Forse nessuno ha considerato il fatto che queste tre nazioni: Italia, Regno Unito ed Egitto, sono quelle coinvolte nel caso Regeni. Tutti i cronisti “enbedded” non segnalano il fatto che il ricercatore era italiano di nazionalità, ma lavorava per l’università inglese. Il suo lavoro era quello di fornire dati sulle opposizioni egiziane ai nemici che Nasser scacciò dall’Egitto, riprendendosi il Canale di Suez. Non è solo storia, in quanto il governo egiziano è composto dalla stessa classe militare di allora. Un motivo in più per avere la giusta cautela. La Libia non è la ‘nostra’ guerra.”

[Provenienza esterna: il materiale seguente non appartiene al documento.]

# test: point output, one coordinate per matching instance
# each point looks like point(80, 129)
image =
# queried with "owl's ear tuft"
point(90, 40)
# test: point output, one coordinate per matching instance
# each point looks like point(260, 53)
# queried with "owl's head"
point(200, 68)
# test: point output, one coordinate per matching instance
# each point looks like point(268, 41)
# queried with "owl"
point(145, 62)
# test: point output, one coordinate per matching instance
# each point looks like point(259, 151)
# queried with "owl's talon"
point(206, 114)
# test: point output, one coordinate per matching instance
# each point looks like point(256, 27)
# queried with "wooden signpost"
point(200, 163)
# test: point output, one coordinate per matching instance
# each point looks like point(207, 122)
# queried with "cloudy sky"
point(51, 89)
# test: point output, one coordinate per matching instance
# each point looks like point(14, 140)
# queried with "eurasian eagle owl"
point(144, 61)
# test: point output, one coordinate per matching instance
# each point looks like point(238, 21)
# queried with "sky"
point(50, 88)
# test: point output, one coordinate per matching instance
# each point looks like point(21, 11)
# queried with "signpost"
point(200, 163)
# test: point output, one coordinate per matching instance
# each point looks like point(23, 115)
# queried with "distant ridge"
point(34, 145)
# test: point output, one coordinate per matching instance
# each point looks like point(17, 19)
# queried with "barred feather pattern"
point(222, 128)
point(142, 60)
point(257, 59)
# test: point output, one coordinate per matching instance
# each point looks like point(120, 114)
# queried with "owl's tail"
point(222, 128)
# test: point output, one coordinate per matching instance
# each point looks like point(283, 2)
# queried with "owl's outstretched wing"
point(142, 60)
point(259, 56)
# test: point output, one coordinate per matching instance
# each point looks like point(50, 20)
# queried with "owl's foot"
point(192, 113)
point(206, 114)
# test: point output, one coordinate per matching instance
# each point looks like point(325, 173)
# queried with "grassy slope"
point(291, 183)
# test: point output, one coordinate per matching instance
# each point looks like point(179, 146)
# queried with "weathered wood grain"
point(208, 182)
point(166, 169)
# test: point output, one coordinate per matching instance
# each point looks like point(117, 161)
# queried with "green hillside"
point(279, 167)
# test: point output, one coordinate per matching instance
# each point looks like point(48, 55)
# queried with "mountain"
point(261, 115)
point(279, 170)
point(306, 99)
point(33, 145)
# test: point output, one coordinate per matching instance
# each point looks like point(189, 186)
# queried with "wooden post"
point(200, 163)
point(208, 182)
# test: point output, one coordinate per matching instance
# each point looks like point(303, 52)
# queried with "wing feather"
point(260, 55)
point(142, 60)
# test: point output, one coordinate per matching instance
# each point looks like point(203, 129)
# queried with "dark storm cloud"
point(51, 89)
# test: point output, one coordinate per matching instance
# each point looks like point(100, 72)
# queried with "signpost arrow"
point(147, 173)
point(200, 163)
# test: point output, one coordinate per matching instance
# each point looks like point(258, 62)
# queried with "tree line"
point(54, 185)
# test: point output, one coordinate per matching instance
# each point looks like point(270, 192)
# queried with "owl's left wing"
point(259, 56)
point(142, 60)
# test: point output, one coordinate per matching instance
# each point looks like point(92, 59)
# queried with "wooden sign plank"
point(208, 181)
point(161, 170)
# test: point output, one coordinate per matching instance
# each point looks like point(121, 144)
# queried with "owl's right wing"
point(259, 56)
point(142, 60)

La lungimiranza, dimostrata con questa anticipazione, viene recentemente suffragata dal comportamento sconcertante dell’Università di Cambridge e, conseguentemente, del governo britannico. Ad una specifica richiesta da parte italiana, l’università inglese ha risposto che non si possono fornire elementi sulla ricerca che svolgeva Regeni in Egitto perché “di carattere segreto”. A ciò l’aggravante che, tra le spese sostenute dal ricercatore italiano (?)  previste e rimborsate da Cambridge, ci sono state anche quelle sostenute per attingere notizie da informatori egiziani.

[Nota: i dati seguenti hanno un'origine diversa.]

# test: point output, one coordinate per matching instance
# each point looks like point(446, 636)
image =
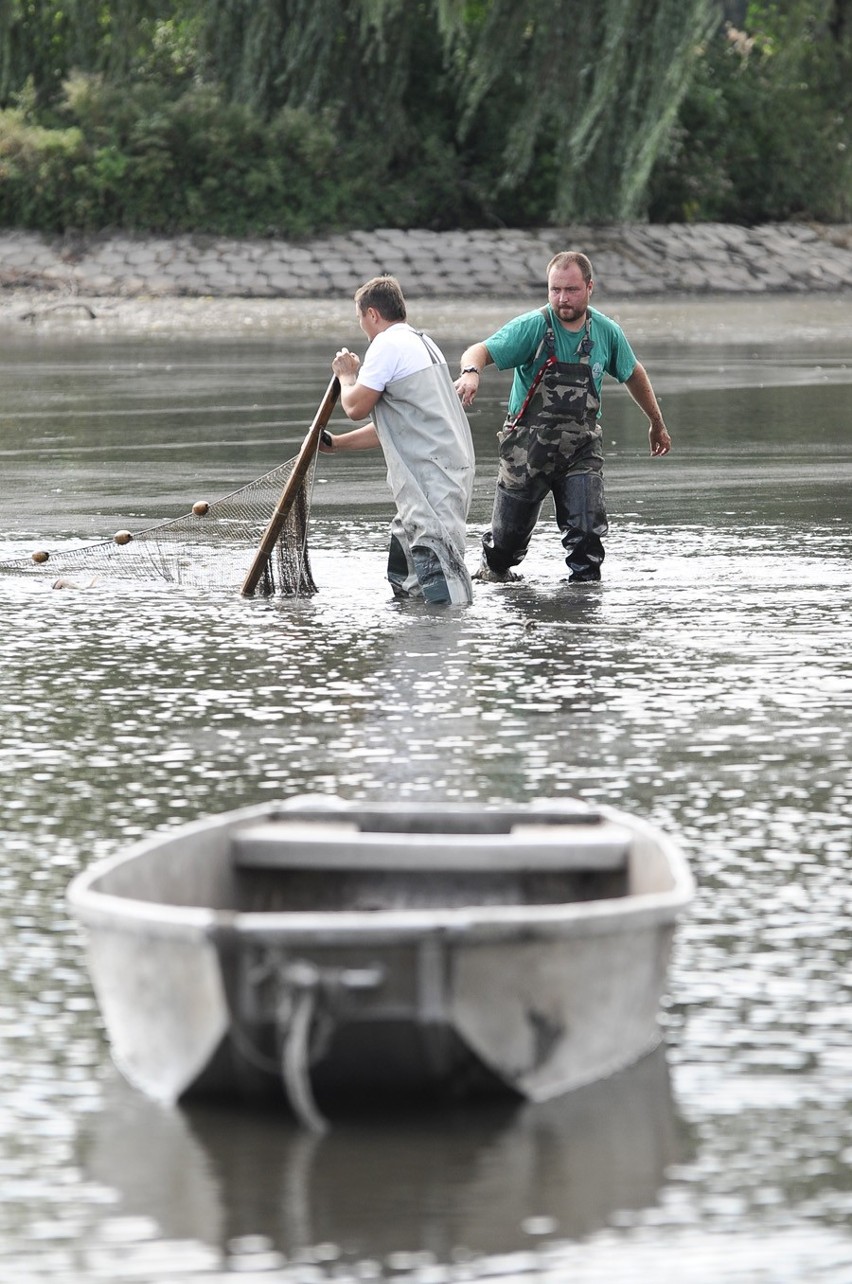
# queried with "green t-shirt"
point(513, 347)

Più che una ricerca si prefigura un’attività di “intelligence”, con nota a piè di lista. Anche se questo non corrispondesse al vero, è certamente la versione che i servizi segreti egiziani possono avere interpretato, riguardo all’attività di Giulio Regeni (forse a sua insaputa) presso gli oppositori del regime di Al Sisi. Spunta infine un tabulato telefonico dove le ultime telefonate riguardanti Regeni sono partite da utenze telefoniche di un operatore Britannico……

Anche recentemente abbiamo stigmatizzato il comportamento del “governo” egiziano, ma dobbiamo ancor più allarmarci per il comportamento sprezzante e poco democratico del governo del Regno Unito, che non collabora per far conoscere la verità sulla morte di un dipendente di un’organizzazione inglese, anche se non british citizen. Tutto sta a chiedersi a quale tipo di “organizzazione” partecipava Giulio, possibilmente a sua insaputa.

Già qualche settimana addietro ci siamo augurati la prossima Brexit, questo comportamento “all’inglese” ne avvalora l’auspicio.

Questo articolo viene ufficialmente trasmesso a “L’Espresso”, che ha aperto una doverosa campagna di stampa per conoscere la verità sul “Caso Regeni”.